Comparing Bermuda to other countries competing to be the next crypto hub: “When you look at other current jurisdictions, they have either not been banking hubs traditionally, do not have the best track record when it comes to KYC/AML, or are in developing countries that aren’t presently suitable to support rapid growth of a technology or financial system. Bermuda does.
“Along with that, Bermuda also has a highly skilled workforce that is experienced in regulation and compliance and securities laws. The island also has a rich entrepreneurial history and a willingness to learn and adapt quickly. This made for an incredible working relation in building out regulation for the crypto community.”
On creating a crypto regulation for the world: “Working with the Bermuda Monetary Authority in crafting the Virtual Currency Business Act has been a very collaborative process — from the industry to stakeholders to the government to regulators to policymakers — its been the most collaborative jurisdiction that I’ve worked with in the crypto space and an example for the rest of the world to follow.
“The problem with regulation in the crypto space is that every country has been running toward different legislation and there’s a lot of jurisdictional arbitrage. With the Virtual Currency Business Act, we hope to create a standard. Because the BMA made a point of hearing out all the stakeholders, it is the most responsible regulation that I’ve seen being adopted by any country in the crypto space. We hope that different jurisdictions can take this as an example and will adopt similar regulations.”
On what makes the Virtual Currency Business Act Unique: “The Virtual Currency Business Act includes extensive consumer protection so that the BMA can protect its citizens. However, it also has enough regulation that allows the ecosystem to flourish without consequences of not knowing what will be down the road, if the law is going to change on them or the regulations are going to change. Within the ecosystem what are we talking about with ICOs? Are we talking about utilities, securities or something that’s in between both of them? I think as long as there’s clear guidance to the industry of the regulators goals, how they want to regulate and how things are defined, the ecosystem can flourish and develop. We’re seeing it unfold with these new blockchain entrepreneurs who want to flourish in the new open economy. These entrepreneurs are open to having regulation and a jurisdiction that doesn’t tolerate the nefarious players in ICOs.
“Governments are still grappling with ICOs and how to regulate them. For us, it’s about taking a leap of faith and saying, “Let’s put together a responsible form of regulation around activities happening anyway. Give these projects credibility and give them an ecosystem in which they can flourish.””

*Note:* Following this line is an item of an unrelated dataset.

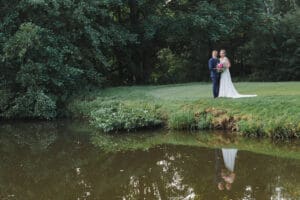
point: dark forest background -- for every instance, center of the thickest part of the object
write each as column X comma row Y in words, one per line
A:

On putting together standards for crypto to help businesses scale globally: “Joseph and I have been working with other jurisdictions on crypto legislation—for example, we’re on the fintech advisory board to the Financial Services Commission in Mauritius—but it’s not about the telling the jurisdictions to do things better; each jurisdiction has different needs and wants. The worst thing is that policy writers are not technologists and technologists are not policy writers. The reason why we see vastly different regulations around the world is because both those worlds rarely ever meet. However, what we’re trying to achieve is to have crypto regulation across the world that looks similar. That way, entrepreneurs in this ecosystem the ability to go into jurisdictions that is similar around the world that have similar KYC/AML for their business so they can move seamlessly between jurisdictions. At the end of the day, companies have be able to scale. Once they have built their company in a smaller jurisdiction, it has to be able to scale into more mature markets and take it global.
“What we want to avoid is what happened with internet regulation. Every jurisdiction came out with different responses on how we grapple with innovation and technology, and it has not been working. So let’s start to write responsible local standards that affect people at much more global level. If we’ve learned anything from that into blockchain technologies, it’s that we need to work together from the start to write the rules that include everybody.”